Obsessed with surrogates?

Not really something you should tell your partner, that you are obsessed with surrogates. But it seems to me, we should all be pretty anxious about the rise in the use of surrogate outcomes in clinical trials over the last decade. Indeed, if the pharmaceutical industry could, they would make them mandatory for all primary outcomes, now, and in the future.

It would be the end of hard outcomes; throw in a few patient reported outcomes as well, and there you go, a ready made regulatory approved treatment to go.Screen-Shot-2011-12-29-at-7.16.10-PM

Therefore it was with interest that I read  the article in the BMJ, by John Yudkin, Kasia Lipska, and Victor Montori, which argued that our obsession with surrogates is damaging patient care.

It was a relief to see there are other folk out there, implying that there is a widespread problem affecting healthcare worldwide –  might even need to declare it a pandemic.

This is what they say: ‘overinterpretation of surrogates can lead to misinterpretation of the evidence,’  as well as posing the important question: ‘why have doctors become so invested in surrogate markers?’

If you are wondering what surrogates are, and to get you up to speed, then read Healthy Skepticism’s collection of misleading surrogate end points.

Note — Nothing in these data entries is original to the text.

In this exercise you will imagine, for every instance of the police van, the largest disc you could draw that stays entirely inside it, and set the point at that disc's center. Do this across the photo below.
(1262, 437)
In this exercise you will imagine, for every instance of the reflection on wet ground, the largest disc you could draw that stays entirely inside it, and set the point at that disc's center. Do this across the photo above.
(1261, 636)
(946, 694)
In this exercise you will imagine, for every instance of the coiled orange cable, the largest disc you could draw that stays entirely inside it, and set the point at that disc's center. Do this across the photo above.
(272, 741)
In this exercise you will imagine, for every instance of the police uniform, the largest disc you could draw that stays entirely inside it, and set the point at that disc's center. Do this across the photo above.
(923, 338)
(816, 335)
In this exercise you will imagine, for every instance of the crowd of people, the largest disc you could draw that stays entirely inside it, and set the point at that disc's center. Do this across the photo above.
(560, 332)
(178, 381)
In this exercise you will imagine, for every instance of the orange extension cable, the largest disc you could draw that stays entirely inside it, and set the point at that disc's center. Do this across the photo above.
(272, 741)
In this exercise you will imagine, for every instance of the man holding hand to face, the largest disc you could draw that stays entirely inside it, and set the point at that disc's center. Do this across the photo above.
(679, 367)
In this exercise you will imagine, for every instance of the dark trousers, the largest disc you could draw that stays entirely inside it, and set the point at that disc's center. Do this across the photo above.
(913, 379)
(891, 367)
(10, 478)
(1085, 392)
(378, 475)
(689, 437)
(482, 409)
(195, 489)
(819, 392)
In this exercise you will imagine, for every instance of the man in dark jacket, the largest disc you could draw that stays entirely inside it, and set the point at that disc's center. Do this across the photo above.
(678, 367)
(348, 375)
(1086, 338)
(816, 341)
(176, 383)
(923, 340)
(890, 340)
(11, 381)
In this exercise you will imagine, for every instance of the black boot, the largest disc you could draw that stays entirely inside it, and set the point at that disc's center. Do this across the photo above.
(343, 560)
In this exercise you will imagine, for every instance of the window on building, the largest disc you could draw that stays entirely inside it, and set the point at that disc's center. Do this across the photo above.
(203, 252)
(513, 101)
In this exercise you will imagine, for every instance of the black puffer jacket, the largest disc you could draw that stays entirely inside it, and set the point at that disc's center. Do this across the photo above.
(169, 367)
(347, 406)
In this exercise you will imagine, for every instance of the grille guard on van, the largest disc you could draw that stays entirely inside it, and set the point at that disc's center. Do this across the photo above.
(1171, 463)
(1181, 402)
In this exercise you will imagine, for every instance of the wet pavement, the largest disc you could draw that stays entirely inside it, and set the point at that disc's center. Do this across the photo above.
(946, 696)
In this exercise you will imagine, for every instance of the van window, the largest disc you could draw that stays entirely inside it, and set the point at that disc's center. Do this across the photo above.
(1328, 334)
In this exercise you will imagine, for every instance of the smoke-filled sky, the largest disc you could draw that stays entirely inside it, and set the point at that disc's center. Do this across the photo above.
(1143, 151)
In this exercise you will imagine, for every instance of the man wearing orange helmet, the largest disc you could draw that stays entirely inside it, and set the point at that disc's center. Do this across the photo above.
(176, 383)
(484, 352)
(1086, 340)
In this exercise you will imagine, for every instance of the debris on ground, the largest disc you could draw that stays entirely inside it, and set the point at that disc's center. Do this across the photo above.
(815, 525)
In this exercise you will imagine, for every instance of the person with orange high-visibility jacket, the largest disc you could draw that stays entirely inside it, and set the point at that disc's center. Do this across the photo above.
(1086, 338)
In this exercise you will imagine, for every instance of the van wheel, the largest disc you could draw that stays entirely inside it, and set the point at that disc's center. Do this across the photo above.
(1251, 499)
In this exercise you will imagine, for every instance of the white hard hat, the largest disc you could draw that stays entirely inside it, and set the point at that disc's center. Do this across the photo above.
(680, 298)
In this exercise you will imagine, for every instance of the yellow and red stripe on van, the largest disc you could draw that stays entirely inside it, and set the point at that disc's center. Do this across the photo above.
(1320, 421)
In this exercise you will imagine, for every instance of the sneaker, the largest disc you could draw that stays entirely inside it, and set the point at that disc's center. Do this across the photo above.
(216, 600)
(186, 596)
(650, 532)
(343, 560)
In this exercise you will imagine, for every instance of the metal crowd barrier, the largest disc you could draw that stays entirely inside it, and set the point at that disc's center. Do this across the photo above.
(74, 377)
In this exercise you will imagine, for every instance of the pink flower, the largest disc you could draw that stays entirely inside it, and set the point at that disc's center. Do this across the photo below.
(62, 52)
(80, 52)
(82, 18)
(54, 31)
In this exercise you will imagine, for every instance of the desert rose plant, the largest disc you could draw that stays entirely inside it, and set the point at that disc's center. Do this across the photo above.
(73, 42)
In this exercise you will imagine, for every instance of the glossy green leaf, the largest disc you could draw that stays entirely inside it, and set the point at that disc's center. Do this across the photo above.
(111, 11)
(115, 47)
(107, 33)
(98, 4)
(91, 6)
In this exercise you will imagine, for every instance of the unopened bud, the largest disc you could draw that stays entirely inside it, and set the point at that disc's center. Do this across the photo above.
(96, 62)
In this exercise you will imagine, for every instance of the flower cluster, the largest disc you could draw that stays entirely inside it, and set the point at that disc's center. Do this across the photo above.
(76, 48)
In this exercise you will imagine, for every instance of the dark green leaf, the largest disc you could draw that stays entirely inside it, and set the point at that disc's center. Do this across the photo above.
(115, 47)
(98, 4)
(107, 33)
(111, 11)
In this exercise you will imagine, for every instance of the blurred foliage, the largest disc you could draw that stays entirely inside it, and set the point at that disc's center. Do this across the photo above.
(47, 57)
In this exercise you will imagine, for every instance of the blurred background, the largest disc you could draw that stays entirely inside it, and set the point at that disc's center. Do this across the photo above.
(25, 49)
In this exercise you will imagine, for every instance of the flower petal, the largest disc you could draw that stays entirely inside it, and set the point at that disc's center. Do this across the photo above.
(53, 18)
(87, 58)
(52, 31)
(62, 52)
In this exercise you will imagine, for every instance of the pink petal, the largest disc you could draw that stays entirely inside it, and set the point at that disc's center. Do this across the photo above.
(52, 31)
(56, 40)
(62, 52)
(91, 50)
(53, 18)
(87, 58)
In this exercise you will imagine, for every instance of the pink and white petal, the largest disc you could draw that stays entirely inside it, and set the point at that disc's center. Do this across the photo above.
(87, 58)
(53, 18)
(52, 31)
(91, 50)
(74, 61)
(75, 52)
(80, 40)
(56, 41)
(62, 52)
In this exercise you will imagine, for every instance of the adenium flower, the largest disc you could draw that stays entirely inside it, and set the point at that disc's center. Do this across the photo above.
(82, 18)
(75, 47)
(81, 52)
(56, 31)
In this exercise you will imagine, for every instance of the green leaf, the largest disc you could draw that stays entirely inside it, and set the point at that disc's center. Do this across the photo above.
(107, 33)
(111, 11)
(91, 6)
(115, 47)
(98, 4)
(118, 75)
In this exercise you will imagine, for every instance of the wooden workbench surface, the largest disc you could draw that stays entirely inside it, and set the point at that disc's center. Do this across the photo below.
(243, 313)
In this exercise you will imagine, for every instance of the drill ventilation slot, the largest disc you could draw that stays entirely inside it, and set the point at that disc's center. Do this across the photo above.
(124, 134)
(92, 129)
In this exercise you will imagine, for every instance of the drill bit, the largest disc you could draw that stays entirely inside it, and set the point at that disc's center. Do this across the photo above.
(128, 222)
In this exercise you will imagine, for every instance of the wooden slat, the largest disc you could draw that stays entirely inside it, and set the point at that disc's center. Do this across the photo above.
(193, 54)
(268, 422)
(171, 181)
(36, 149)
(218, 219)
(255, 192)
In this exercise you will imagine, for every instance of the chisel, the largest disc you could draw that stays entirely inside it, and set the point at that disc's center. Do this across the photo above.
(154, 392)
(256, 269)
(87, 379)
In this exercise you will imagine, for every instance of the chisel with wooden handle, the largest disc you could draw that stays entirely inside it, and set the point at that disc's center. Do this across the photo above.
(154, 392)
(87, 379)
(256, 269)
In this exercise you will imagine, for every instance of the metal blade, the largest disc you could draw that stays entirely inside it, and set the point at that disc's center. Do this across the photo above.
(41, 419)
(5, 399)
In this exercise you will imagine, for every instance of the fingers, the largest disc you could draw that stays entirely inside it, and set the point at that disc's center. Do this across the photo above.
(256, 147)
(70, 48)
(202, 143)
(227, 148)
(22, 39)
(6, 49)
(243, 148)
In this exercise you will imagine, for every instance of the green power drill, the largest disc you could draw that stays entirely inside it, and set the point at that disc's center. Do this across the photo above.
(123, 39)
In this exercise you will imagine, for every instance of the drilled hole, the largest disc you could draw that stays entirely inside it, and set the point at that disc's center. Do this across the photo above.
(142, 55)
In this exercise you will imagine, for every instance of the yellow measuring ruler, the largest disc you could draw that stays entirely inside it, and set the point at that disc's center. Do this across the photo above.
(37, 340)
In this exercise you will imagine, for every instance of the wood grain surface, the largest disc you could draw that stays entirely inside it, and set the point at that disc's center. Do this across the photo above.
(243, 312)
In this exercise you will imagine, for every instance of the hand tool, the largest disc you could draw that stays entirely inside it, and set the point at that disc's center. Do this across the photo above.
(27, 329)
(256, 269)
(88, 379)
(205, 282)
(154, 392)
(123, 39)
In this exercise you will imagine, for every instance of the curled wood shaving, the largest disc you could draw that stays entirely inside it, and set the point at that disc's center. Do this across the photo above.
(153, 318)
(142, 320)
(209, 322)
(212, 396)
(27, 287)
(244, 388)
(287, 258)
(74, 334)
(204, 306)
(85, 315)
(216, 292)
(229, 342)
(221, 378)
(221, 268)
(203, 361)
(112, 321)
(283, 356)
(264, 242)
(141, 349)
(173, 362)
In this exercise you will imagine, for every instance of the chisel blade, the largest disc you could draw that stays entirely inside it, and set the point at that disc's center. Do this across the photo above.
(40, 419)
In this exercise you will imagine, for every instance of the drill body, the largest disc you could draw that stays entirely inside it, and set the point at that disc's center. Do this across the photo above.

Anyone, though, might think the problems with surrogates are a new issue. Yet, in 2000 Ralph D’Agostino was debating ‘The slippery slope of surrogate outcomes’ 

At the time this is what he concluded:

‘Surrogate outcomes are frequently used in cardiovascular disease research. A concern is that changes in surrogate markers may not reflect changes in disease outcomes. Two recent clinical trials (Heart and Estrogen/Progestin Replacement Study [HERS], and the Antihypertensive and Lipid-Lowering Treatment to Prevent Heart Attack Trial [ALLHAT]) underscore this problem since their results contradicted what was expected based on the surrogate outcomes. The current regulatory policy to allow new therapies to be introduced onto the market based solely on surrogate outcomes may need to be reviewed.’

This year, Larry Huston reported, the “FDA is actually seeking to make it easier for manufacturers of one therapeutic category, antihypertensives, to claim cardiovascular benefit for their drugs despite the absence of evidence to support most of these drugs.”

And further to this, the FDA was heavily criticised this year, for its reliance on surrogate  markers in the approval of a tuberculosis drug. Pharmalot reported earlier this year that ‘an essay in the Journal of the American Medical Association notes that the pivotal Sirturo trials were small and produced troubling data. Ten of 79 patients given the drug died, compared with two of 81 in the control group. And five of the 10 deaths were due to TB, indicating treatment failure. The trials measured the ability of the drug to convert a patient’s sputum culture from positive to negative.’

I can hear your thoughts: how do you exactly get to approval of Sirturo on sputum culture? Obviously, through over reliance on surrogates.

What has therefore changed in the last decade? Surrogates are used more, they are relied on more for regulatory approval, and less effective drugs are coming to the market.

Therefore let me ask you, who is it then, that is obsessed with surrogates?